Frequency-doubling technology (FDT) perimetry is based on the frequency-doubling effect, which occurs when a low-spatial-frequency sinusoidal grating (<2 cyc/deg) is counterphase flickered at a high temporal frequency (>15 Hz) to give the appearance of a grating whose spatial frequency is twice that of the actual spatial frequency. 1 2 FDT is designed to predominantly stimulate magnocellular mechanisms. A review of FDT studies may be found in Anderson and Johnson. 3  
The frequency-doubling effect has been reported to be produced by a nonlinear response to contrast. 4 Although most P cells and M cells exhibit a linear response to contrast, a small subset (∼25%) of M cells, called My cells, have been reported to exhibit nonlinear responses to contrast. 2 5 One theory behind FDT is that it preferentially stimulates the My cells, 4 although the existence of My cells in humans has been questioned recently by other investigators. 6 Since M and My cells are sparse, they would have little redundancy if tested, possibly allowing for the early detection of visual field defects. 1 4 7  
FDT perimetry (version 1 or FDT 1) has been shown to have sensitivity similar to that of standard automated perimetry (SAP) in the detection of glaucoma. 7 FDT 1 and SAP have also been shown to have specificities and sensitivities similar to those of screening tests in patients with nonglaucomatous optic neuropathies. 1 However, in a previous study of 25 patients with homonymous hemianopias, FDT 1 was shown to have low sensitivity in clearly identifying hemianopic defects due to detection of the stimulus by the uninvolved hemifield (in 3/25 patients) and the presence of scattered abnormal test locations (in 15/25 patients). 1 To address these and other problems and improve visual field defect resolution, FDT version 2, also called the Humphrey Matrix, was developed. It has 55 stimuli compared to 17 in version 1 and smaller 5° stimuli (compared to 10° stimulus) test locations; the Matrix also has a 2° stimulus offset from the vertical midline, and a grayscale printout. 
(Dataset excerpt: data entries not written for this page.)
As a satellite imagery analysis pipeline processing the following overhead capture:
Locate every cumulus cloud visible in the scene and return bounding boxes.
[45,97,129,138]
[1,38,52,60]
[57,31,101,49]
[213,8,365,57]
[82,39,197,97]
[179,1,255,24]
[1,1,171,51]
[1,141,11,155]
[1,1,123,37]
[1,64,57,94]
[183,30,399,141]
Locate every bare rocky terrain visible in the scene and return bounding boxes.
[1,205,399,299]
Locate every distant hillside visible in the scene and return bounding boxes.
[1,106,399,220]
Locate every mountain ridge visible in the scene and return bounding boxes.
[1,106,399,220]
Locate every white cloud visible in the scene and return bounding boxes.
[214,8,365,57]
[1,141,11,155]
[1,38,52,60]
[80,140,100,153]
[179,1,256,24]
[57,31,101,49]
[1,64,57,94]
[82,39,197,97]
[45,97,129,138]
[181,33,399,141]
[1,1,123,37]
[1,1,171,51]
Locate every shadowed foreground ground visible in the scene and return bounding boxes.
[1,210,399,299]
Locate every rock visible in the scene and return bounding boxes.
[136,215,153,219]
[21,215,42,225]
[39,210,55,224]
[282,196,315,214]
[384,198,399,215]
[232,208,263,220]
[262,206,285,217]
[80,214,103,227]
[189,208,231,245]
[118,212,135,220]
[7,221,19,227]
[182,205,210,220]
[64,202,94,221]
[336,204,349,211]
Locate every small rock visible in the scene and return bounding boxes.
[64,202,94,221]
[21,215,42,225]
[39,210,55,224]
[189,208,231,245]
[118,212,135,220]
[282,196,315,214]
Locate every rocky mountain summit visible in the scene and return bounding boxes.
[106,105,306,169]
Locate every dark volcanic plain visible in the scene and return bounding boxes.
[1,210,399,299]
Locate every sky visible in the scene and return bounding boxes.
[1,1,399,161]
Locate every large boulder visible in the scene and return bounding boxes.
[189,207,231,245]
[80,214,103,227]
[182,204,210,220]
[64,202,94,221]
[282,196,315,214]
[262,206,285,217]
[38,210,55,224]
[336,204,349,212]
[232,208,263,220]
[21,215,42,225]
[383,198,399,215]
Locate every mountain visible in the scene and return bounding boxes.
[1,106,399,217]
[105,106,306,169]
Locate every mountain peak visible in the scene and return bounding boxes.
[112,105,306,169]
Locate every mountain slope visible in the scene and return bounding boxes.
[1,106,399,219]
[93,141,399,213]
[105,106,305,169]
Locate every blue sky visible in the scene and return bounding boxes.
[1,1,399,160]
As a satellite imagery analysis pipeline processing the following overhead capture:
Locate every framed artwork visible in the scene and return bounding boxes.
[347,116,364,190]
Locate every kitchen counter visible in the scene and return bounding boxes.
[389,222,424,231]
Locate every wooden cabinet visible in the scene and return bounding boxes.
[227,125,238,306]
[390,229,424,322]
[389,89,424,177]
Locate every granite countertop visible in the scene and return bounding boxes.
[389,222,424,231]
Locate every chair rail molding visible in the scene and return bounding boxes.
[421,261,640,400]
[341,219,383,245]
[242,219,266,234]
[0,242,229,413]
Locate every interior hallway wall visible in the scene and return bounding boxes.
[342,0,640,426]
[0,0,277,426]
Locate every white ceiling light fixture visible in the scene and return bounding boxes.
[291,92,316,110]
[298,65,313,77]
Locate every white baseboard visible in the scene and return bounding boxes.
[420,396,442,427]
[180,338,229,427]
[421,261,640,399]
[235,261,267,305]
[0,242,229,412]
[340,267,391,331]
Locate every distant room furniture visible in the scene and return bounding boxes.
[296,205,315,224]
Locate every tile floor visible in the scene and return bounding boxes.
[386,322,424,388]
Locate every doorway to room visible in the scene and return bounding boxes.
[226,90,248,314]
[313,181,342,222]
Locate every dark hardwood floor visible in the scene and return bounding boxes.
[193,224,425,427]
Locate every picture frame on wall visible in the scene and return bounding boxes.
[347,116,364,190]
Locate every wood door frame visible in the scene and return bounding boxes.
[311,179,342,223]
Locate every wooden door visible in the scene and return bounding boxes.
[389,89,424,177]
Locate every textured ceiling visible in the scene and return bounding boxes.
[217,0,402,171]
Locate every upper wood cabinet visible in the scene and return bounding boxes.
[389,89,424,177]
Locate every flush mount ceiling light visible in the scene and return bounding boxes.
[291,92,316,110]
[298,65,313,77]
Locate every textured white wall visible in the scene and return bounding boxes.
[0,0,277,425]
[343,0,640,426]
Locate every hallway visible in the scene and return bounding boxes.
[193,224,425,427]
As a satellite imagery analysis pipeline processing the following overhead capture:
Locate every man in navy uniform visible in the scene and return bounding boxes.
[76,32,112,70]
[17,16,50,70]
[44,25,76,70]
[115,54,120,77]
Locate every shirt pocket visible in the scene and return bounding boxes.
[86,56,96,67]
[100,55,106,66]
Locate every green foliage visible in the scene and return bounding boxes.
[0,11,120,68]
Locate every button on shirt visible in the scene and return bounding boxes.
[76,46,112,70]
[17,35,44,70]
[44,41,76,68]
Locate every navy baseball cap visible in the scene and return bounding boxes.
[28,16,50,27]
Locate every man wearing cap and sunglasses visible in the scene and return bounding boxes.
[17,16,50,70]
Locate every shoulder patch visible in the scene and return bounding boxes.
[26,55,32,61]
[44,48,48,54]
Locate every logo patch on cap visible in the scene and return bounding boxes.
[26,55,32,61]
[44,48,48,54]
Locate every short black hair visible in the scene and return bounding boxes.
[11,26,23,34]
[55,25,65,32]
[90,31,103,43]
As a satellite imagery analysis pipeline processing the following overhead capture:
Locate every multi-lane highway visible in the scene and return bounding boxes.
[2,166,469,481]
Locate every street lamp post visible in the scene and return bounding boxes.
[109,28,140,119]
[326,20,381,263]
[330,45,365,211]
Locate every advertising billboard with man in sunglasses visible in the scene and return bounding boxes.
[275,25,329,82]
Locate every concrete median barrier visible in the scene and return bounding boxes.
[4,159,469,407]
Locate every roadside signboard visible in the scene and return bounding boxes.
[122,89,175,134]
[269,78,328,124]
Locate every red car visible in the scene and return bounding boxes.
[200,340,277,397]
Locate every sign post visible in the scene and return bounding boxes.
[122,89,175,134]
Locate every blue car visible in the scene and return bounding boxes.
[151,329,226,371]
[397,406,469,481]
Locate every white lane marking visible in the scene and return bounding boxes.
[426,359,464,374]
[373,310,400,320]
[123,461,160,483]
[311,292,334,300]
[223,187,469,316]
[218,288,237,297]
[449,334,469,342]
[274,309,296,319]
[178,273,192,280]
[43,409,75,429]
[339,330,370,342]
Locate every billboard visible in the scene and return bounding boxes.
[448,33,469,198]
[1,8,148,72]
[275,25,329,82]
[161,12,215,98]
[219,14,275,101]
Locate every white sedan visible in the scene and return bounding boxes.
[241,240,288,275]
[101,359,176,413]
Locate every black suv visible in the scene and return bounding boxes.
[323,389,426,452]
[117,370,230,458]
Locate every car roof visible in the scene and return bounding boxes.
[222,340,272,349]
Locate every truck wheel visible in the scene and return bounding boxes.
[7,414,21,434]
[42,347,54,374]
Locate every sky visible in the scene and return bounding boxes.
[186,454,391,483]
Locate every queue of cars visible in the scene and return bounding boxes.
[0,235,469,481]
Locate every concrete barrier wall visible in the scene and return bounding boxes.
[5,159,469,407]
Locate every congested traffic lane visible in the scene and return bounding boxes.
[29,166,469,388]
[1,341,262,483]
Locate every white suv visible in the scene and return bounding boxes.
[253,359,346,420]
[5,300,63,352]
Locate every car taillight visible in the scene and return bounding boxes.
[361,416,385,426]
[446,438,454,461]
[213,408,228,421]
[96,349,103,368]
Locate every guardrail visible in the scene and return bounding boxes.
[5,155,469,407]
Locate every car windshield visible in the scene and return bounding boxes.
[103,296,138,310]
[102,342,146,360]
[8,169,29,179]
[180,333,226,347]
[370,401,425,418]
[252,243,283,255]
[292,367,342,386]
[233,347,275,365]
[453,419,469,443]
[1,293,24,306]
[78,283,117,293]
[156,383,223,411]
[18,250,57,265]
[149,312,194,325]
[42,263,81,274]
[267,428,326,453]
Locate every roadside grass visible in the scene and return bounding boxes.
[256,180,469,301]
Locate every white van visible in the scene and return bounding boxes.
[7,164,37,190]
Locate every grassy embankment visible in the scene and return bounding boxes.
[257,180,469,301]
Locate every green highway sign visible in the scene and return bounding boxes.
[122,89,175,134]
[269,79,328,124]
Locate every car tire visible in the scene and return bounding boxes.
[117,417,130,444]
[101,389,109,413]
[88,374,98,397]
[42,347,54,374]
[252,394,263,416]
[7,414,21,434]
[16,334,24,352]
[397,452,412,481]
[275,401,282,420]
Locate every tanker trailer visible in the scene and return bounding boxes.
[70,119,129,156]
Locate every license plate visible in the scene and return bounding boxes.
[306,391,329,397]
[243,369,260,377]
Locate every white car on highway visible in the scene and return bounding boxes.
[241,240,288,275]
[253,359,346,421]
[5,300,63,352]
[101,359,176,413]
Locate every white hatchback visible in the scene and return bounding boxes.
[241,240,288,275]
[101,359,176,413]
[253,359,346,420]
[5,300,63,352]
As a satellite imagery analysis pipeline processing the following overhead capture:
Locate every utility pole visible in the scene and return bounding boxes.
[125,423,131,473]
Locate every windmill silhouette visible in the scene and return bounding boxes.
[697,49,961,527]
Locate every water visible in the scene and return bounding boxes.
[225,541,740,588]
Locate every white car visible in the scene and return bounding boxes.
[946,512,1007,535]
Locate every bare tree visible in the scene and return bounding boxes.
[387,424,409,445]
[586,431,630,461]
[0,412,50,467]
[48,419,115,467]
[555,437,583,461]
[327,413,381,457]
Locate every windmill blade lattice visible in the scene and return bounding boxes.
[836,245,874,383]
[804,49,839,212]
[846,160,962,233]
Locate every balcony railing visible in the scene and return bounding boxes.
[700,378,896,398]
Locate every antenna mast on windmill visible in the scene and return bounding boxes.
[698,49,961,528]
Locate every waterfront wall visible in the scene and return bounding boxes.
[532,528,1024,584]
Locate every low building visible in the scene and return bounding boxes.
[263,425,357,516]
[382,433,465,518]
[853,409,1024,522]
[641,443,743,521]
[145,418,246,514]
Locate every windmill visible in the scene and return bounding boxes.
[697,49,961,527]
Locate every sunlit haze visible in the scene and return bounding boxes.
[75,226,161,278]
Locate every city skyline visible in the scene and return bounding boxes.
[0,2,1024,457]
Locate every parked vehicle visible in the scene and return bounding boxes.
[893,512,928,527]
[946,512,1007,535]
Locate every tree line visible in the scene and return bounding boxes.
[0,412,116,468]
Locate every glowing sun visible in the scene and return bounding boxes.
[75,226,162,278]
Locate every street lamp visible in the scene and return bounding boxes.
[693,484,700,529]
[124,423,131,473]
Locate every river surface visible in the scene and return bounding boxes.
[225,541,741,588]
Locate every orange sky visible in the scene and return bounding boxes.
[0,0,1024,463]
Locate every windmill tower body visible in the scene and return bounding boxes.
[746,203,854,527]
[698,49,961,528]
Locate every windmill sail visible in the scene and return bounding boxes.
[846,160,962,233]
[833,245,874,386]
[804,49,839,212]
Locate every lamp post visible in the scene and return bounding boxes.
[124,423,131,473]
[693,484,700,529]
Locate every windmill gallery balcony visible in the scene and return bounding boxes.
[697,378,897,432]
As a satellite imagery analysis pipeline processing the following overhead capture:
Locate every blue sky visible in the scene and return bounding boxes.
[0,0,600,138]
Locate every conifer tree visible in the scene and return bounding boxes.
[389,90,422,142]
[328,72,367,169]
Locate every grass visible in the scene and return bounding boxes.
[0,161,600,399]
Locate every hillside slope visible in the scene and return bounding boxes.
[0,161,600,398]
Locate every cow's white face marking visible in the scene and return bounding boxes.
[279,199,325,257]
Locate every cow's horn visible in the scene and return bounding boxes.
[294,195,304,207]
The purpose of this study was to evaluate the performance of the Humphrey Matrix, used with the 24-2 grid, to detect hemianopic visual field defects and to compare sensitivity with that of SAP. 
Methods
Subjects
The visual testing protocol was approved by the University of Iowa and the University of California, Davis, Institutional Review Boards. The protocol adhered to the tenets of the Declaration of Helsinki. Thirty-three patients with hemianopias and 50 normal participants (mean age, 57 ± 7 years) were tested. Normal subjects were recruited by random phone calls to individuals listed in the telephone directory and by advertisements in a hospital newspaper. Normal subjects were invited to participate if they had (1) no history of eye disease except refractive error (no more optical correction than 5 D of sphere or 3 D of cylinder), (2) no history of diabetes mellitus or systemic arterial hypertension, (3) no history of ophthalmic surgery, and (4) normal findings in an ophthalmic examination including 20/25 or better corrected Snellen acuity. The included subjects had either undergone a complete eye examination within 12 months before this study or were examined by an ophthalmologist on the day of testing to ensure normal ocular health. Informed consent was obtained from the subjects after explanation of the study. 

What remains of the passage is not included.